Critique publiée à l'origine sur Etoile et Champignon.fr
Little Nightmares, premier du nom, était un bon petit jeu inspiré du chef d’œuvre Inside, avec son mix de plateforme, d’énigme et d’infiltration pas inédit, certes, mais tout de même stimulant par sa forme et son esprit de conte horrifique. Notre personnage miniature s’y voyait poursuivi par d’affreux ogres recouverts de la peau tannée de leurs victimes, conviant un arrière-monde morbide pétri de nos peurs enfantines (peurs des monstres, peur qu’ils nous dévorent).
Reprenant cette formule tout en étendant son imaginaire, Little Nightmares 2 a les atours de la suite « classique » : ses environnements sont plus grands, plus variés, plus joliment décorés, cochant la case « plus de plus » d’une licence qui a profité de son succès pour monter en puissance. Mais son plus net progrès tient selon nous à ses idées ludiques plus claires : chacun des cinq chapitres qui composent l’aventure se concentre sur une ou deux situations maximum. L’excellent chapitre 2, par exemple, décline un inoubliable « Un, deux, trois, soleil » avec dans le rôle de la meneuse une institutrice de cauchemar capable d’étirer son cou pour nous chercher, quand le chapitre 3 reprend ce jeu en inversant les rôles, faisant de nous la proie de mannequins dégingandés fonçant sur nous dès qu’on ne les éclaire plus de notre lampe-torche. Ici comme ailleurs, cette structure en « un chapitre = une idée » marque fortement la mémoire : on se souvient d’autant mieux du voyage que les situations qui le composent sont mieux structurées.
Une autre qualité de cette suite tient à son level-design, qui exploite une nouvelle fois notre petite taille pour nous faire passer de trous de souris en étagères, de dessous de tables en conduites d’aérations, et nous faire circuler de façon stimulante dans le décor. À ce titre, le chapitre 4 est le plus astucieux avec son système de télé-portails à allumer de la bonne façon pour progresser dans un chaos d’appartements croulant les uns sur les autres, l’occasion d’une plateforme-énigme classique mais distrayante, sur fond d’arrière-plans magnifiquement sinistres.

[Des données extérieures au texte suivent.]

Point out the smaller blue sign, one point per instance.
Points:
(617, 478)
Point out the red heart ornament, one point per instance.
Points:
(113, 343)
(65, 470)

Sur le plan visuel, Little Nightmare 2 impressionne par ses animations artisanales, notamment lors des chasses de fin de chapitre où le boss du moment déboule sur nos talons pour une ultime charge, à la vitesse parfaitement calée sur celle notre sprint. Spectaculaire dans ces fins de chapitre, l’animation fascine aussi dans les temps les plus calmes, où nos Némésis vaquent encore à leur occupations avant de nous avoir repéré, nous laissant le « loisir » de les observer de loin. C’est alors tout un art de la mise en scène qui émerge des détails (visuels, sonores), auxquels on se retrouve suspendu comme à autant de signaux d’un danger imminent. La scène qui l’illustre le mieux est celle de la « Maîtresse », découverte de dos et de loin en train de lacérer son tableau de violents coups de craies, le corps penché de côté sous le poids d’une énorme tête. À peine entame-t-on la traversée de la pièce qu’elle cesse brutalement d’écrire, pose son bâtonnet et se retourne pour changer lentement la page de son manuel, son visage encore dans l’ombre.
À cet instant à couper le souffle, comme à plusieurs autres (la découverte du Tanneur, celles des mannequins de l’hôpital, la traque du Thin Man…), le jeu excelle à créer l’angoisse en activant toutes ses ficelles en même temps : l’animation saccadée de ses ogres, leur apparence horrible et morbide, ou encore cette bande-son d’une grande netteté, toute en grincements de parquet, en pas qui claquent et en cuirs qui crissent, perçant le silence ambiant comme autant d’échos d’une présence menaçante. Ce qui restera de la série « Little Nightmares », c’est cela, ces quelques grands moments superbement mis en scènes, tissés de perceptions visuelles et sonores très précises, où les monstres jouent pour nous un spectacle à l’équilibre précaire, voué à être rompu, qu’il nous faut risquer de troubler pour les fuir telle une souris tentant de se faufiler derrière un chat au sommeil fragile.